Viele Schwarze und Menschen mit Migrationsgeschichte haben in Deutschland zwar keine Bürgerrechte, da sie keine deutsche Staatsbürgerschaft haben, sie werden aber stets als "Anti-Rassimus-Pädagogen der Nation" hinzugezogen, schreibt Jagoda Marinic in der SZ: "Die Minderheitenbewegungen verstricken sich so in Endlosdebatten mit der Mehrheitsgesellschaft und schaffen ein Paradoxon: Sie reden über und mit Herkunftsdeutschen nur noch darüber, wie sehr sie, die Herkunftsdeutschen, sich öffnen. Diese aufzuklären, ist das große Anliegen. Die eigenen Bedürfnisse sowie die der Elterngeneration und anderer Marginalisierter sind öffentlich kein Thema mehr, höchstens noch Theorien über sie. Man bringt Gesellschaftskritik in einer Sprache vor, die Betroffene kaum erreicht."
Archiv: Gesellschaft

Medien

Christian Rath erläutert in der taz die neuen Leistungsschutzrechte für Presseverleger, die Deutschland aufgrund der EU-Reform verwirklicht und die den Informationsfluss für die Verleger zu einem Geldfluss machen sollen: "Immerhin sollen JournalistInnen und FotografInnen laut Gesetzentwurf einen 'angemessenen' Anteil der Lizenz-Einnahmen erhalten. Was angemessen ist, lässt der Gesetzentwurf allerdings offen.

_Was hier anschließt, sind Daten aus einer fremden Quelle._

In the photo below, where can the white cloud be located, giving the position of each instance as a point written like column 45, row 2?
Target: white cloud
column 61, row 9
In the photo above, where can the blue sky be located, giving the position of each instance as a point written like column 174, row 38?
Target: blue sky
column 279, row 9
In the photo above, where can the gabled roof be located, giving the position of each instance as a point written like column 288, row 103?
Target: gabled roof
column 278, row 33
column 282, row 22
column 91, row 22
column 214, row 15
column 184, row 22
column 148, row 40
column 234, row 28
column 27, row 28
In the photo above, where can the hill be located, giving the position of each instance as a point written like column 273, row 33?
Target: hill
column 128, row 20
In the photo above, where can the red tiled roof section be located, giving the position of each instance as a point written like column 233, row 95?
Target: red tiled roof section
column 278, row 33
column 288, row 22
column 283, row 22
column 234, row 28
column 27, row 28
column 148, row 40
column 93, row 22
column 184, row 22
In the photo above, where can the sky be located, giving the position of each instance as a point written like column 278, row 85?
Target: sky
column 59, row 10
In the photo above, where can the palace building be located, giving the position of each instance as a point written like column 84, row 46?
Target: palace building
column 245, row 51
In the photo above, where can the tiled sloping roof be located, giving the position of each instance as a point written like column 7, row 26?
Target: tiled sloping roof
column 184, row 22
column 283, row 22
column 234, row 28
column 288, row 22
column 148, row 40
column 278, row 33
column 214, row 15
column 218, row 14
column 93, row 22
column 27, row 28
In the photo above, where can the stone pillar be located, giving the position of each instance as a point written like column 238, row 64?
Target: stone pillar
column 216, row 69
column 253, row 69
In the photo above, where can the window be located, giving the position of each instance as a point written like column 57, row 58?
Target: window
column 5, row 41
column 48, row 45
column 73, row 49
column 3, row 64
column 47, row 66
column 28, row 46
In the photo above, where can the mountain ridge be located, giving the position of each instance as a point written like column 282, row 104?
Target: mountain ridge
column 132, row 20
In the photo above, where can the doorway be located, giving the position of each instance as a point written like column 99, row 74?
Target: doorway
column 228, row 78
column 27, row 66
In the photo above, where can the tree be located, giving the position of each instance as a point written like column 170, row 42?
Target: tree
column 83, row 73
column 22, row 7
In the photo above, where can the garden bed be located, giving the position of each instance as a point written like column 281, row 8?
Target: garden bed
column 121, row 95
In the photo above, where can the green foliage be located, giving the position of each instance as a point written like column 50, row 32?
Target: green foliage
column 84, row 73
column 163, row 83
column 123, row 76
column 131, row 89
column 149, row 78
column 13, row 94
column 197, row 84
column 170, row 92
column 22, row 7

Eine Mindestbeteiligung von einem Drittel der Einnahmen wird zwar erwähnt, kann aber durch kollektive Vereinbarungen wie Tarifverträge unter- oder überschritten werden." Die Nachricht, dass Facebook in Australien Medieninhalte wegen der dortigen Linksteuer sperrt (hier der Bericht der taz) , kommentiert Katrin Gottschalk in der taz mit dem Rat an die Leser, Nachrichten direkt bei Medien zu lesen.
Archiv: Medien

Kulturpolitik

Zu Wochenbeginn erteilte Klaus Lederer im Kulturausschuss des Abgeordnetenhauses dem Vorstoß der Hohenzollern, Berlin und Brandenburg zum Abschluss der Verhandlungen über Objekte aus nach 1945 enteigneten Immobilien zu drängen (Unsere Resümees), eine Absage, meldet Bernhard Schulz im Tagesspiegel: Auch "Erhard Grundl, als kulturpolitischer Sprecher der Grünen-Fraktion Konferenz-Veranstalter, fand bestätigt, die Wissenschaft habe die Frage der Vorschubleistung eindeutig beantwortet. Es sei nun an den Gerichten, auf Grundlage des Ausgleichsleistungsgesetzes zu entscheiden. Für Grütters, sekundierte Conze, werde der Spielraum für 'klandestine Gespräche' zunehmend enger. Um so mehr - wäre anzufügen - hat die Öffentlichkeit Anspruch darauf, eine so weitreichende Entscheidung wie die am Eigentum der einst hohenzollernschen Kunstschätze nicht hinter verschlossenen Türen verhandelt, sondern in einem ordentlichen Gerichtsverfahren entschieden zu sehen."